Теряев потер подбородок, задумчиво глядя на вечную Витину небритость, и сказал:
– Совет вам да любовь!
– Спасибо, – сказал Витя.
Шел классный час.
Юная учительница сидела за последней партой, временно сняв с себя власть руководителя и передав её председателю совета отряда Барсуковой, энергичной девочке с волевым лицом и безпощадными, как сама правда, глазами. Той самой, что сидела как-то с Теряевым на бульваре.
Теперь Барсукова сидела за учительским столом и смотрела на радостного Теряева, стоявшего возле своей парты.
– Скажи нам, Теряев, почему ты хочешь вступить в ряды пионерской организации?
Он ответил сразу:
– Я хочу идти впереди отряда и играть на барабане.
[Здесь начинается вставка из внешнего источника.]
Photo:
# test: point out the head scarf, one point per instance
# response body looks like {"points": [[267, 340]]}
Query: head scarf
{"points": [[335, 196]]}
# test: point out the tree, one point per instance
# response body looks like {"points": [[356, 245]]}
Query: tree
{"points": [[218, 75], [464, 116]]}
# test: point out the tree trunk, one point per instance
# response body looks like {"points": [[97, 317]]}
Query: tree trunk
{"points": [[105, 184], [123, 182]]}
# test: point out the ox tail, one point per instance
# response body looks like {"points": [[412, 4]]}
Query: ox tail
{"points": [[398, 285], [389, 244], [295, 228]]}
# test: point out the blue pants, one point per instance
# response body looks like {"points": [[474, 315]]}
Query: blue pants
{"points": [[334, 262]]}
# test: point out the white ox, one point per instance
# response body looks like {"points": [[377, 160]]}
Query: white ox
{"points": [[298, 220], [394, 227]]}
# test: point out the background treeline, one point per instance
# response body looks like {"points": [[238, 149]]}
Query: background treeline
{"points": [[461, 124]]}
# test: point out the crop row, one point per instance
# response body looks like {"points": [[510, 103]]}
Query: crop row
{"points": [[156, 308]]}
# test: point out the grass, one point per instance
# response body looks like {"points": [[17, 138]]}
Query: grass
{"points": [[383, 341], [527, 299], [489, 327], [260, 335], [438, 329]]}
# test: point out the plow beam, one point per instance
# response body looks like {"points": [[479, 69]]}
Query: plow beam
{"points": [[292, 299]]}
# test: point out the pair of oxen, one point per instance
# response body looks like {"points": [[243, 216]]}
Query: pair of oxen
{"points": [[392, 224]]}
Ученики заулыбались. Учительница тоже.
– Подобный ответ я и ожидала от тебя, Теряев, – с сожалением сказала Барсукова. – Он в полной мере характеризует твоё отношение к жизни. Мы все знаем, что Теряев учится неплохо, хотя и очень неровно. Общественные поручения он в принципе выполняет, но относится к ним, как к какой-то игре, то есть без должной серьёзности. Я не хочу вспоминать о том, как мы всем классом ходили в зоопарк, и Теряев залез в вольер к верблюдам…
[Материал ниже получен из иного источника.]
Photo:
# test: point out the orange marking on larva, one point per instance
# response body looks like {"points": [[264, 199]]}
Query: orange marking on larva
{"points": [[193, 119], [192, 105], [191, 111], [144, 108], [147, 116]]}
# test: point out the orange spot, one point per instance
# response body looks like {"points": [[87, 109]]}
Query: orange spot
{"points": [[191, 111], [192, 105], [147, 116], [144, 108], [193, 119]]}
– Я хотел потрогать верблюжий горб, – виновато сказал Теряев.
– Все хотят потрогать верблюжий горб, но ведь никто не нарушает общественного порядка. Я не хочу вспоминать и о том, что Теряев водит странные знакомства, вроде какого-то вечно небритого элемента, который ломает деревья в лесу…
– Витя никакой не элемент! – крикнул Теряев. – А небритый он потому, что бороду отращивает. Мы с Витей ходим в баню, но на улице берёзовый веник полтинник стоит, дубовый – семьдесят, а в самой бане вообще рубль. Поэтому Витя ходит за вениками в лес! – кричал Теряев, чувствуя, как рушится его мечта о барабане. – И деревьев он не ломает. Лесник показывает, где можно ветки брать…
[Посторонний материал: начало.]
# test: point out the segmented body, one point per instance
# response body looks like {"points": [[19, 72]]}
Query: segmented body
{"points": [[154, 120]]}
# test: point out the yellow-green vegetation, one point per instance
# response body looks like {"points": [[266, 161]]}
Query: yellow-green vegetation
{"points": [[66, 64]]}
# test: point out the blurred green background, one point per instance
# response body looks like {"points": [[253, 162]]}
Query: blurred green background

– Я не хочу вспоминать о том, что Теряев плохо воспитан и всё время меня перебивает. Мне достаточно вспомнить глупую историю с Африкой, когда Теряев морочил головы учащимся младших классов. Во что ты превратился, Теряев? Неужели ты до сих пор не понимаешь, что врать нехорошо? – переживая, спросила Барсукова. – Ты, Теряев, это брось. Быть настоящим пионером – это не значит идти впереди и бить в барабан. И пока ты этого не поймешь, мы не можем, мы просто не имеем права, как бы хорошо мы к тебе ни относились, принимать тебя в пионеры. Я считаю, что надо дать Теряеву срок.
– Не понял, – сказал Теряев.
– Ну, хотя бы до конца первой четверти. Пусть Теряев осознает свои ошибки и исправит их. И зря ты, Теряев, обижаешься, – расстроенно добавила Барсукова, – зря смотришь в окно. Ведь это для твоей же пользы! Ты же сам потом спасибо скажешь!
– Спасибо, – сказал Теряев, сел и отключился от окружающей жизни.
Барсукова еще что-то говорила, а за окном никак не кончалось лето, ветер гонял пыль и было много солнца.
Теряев шёл по улице со своим приятелем Волковым и приговаривал:
– Тень, тень, потетень!
Выше города плетень.
Воробьи – пророки
Шли по дороге,
Нашли книгу,
В этой книге:
Зюзюка, зюзюка,
Куда нам катиться?
– Что ты расстраиваешься? – сказал Волков. – Было бы с чего! Да Барсучиха сама хороша: в комсорга из восьмого «Б» втрескалась – вот и лезет из кожи вон, лишь бы рядом с ним в президиуме посидеть. А чёрных кошек, между прочим, боится! Я видел: через левое плечо плевала и вокруг себя три раза поворачивалась.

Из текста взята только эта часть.